Unfortunately, infants born in third world countries often want for many of those simple things.
With that in mind, the Webster City Rotary Club took some time this week to help make things a little easier for moms in a Nicaragua to care for their children.
According to Tami Hejlik, president of the Rotary Club, the local Rotarians assembled 60 layette bags filled with cloth diapers, towels and wash clothes, lotions and baby wash, baby nail clippers, grooming items for the mothers and some warm baby blankets. The layettes are bound for Chinandega, Nicaragua.
"The layettes are part of a greater effort by Rotary to alleviate poverty by working with a Catholic Mission in Nicaragua. The project has grown to include more than 50 Rotary clubs across the Midwest," she said.
The effort has grown in Iowa due to the activism of Steve Thorpe of the Waterloo Rotary Club. Hejlik said he has promoted the efforts in Iowa since 2002.

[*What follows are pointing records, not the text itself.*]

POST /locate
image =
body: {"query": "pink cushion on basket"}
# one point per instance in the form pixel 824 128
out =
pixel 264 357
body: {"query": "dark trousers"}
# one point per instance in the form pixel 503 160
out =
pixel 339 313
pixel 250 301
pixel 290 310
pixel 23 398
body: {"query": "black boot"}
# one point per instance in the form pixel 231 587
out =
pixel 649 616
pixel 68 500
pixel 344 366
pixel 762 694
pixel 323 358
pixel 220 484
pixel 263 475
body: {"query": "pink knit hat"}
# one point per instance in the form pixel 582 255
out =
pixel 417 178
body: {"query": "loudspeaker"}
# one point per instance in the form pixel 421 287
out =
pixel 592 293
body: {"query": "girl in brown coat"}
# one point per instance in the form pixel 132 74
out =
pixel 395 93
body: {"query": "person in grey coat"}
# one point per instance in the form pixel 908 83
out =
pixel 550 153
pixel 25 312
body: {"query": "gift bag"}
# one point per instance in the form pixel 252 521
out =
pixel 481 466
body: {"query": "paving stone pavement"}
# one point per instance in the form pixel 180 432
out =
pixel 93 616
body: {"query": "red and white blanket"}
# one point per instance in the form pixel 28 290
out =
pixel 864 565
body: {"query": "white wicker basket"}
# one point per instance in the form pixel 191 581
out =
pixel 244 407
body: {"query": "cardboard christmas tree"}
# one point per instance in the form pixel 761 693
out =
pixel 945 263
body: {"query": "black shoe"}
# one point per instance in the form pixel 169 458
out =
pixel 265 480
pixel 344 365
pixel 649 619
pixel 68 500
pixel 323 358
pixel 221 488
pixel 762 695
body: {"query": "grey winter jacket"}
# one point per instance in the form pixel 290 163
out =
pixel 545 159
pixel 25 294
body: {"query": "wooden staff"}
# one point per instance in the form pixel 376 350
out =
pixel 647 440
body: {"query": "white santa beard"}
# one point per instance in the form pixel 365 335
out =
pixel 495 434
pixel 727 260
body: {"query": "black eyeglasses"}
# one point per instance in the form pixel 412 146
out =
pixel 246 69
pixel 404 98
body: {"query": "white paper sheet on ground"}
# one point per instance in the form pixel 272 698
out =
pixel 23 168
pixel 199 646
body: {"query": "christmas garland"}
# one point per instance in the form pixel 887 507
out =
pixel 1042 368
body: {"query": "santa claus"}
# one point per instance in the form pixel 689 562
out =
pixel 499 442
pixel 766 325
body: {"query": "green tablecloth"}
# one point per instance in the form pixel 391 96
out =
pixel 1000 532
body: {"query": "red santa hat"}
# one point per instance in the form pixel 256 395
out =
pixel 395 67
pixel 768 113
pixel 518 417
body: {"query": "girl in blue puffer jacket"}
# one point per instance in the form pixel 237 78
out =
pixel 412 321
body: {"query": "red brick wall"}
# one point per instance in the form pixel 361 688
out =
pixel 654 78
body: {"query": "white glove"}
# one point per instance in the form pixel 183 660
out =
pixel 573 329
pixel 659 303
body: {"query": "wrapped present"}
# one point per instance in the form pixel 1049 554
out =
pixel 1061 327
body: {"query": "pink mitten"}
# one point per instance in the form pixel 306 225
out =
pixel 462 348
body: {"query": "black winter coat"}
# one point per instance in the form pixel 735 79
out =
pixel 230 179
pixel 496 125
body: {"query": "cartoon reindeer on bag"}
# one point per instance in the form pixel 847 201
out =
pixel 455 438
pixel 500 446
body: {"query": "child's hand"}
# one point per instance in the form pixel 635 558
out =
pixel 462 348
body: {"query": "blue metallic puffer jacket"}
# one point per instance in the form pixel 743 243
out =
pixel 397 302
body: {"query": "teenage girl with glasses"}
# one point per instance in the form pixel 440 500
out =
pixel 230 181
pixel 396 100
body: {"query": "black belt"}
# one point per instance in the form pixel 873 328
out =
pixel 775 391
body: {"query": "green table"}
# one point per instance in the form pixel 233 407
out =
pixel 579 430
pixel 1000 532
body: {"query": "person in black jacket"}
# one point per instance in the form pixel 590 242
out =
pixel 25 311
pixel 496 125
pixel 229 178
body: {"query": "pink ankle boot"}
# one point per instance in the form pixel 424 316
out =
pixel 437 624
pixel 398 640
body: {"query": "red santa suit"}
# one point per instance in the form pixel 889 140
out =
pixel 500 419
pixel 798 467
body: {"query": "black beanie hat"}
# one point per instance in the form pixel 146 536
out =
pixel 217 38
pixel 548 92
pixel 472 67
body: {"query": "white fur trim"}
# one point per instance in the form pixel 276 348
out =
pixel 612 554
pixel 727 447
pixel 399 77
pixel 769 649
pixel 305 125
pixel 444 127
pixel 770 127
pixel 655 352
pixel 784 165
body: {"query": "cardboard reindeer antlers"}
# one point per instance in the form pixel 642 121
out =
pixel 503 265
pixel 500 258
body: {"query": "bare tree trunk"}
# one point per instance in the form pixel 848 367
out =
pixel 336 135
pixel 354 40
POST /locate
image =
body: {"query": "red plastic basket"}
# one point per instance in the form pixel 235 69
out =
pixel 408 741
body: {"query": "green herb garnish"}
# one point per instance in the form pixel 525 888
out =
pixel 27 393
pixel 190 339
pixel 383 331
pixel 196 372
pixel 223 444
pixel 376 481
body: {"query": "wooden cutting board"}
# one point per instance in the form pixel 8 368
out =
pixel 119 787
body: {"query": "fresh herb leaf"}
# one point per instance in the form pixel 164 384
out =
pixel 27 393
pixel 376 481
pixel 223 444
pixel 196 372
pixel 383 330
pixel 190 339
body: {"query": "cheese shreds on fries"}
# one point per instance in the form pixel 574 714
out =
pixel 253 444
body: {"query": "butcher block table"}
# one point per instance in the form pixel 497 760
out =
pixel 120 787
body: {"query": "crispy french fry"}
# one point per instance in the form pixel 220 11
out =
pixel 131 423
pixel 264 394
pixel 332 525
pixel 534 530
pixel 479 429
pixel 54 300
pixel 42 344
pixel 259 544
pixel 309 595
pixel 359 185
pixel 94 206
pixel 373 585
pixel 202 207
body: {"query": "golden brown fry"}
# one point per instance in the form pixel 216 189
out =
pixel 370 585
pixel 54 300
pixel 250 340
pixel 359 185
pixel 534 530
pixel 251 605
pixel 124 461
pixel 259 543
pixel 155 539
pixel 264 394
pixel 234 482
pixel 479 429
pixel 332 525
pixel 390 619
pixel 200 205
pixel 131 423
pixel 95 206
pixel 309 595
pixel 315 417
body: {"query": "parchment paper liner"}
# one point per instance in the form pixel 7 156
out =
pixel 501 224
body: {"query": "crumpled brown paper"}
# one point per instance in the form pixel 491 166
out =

Hurricane Mitch devastated communities in the northern mountainous regions of Nicaragua in 1998, causing mudslides, killing thousands of people. Many of the survivors were moved to live near the Chinandega dump. Hejlik said Thorpe learned about the suffering in 2001 and helped to deliver shoe boxes filled with school items and clothing to children in a newly constructed school near the dump in 2002.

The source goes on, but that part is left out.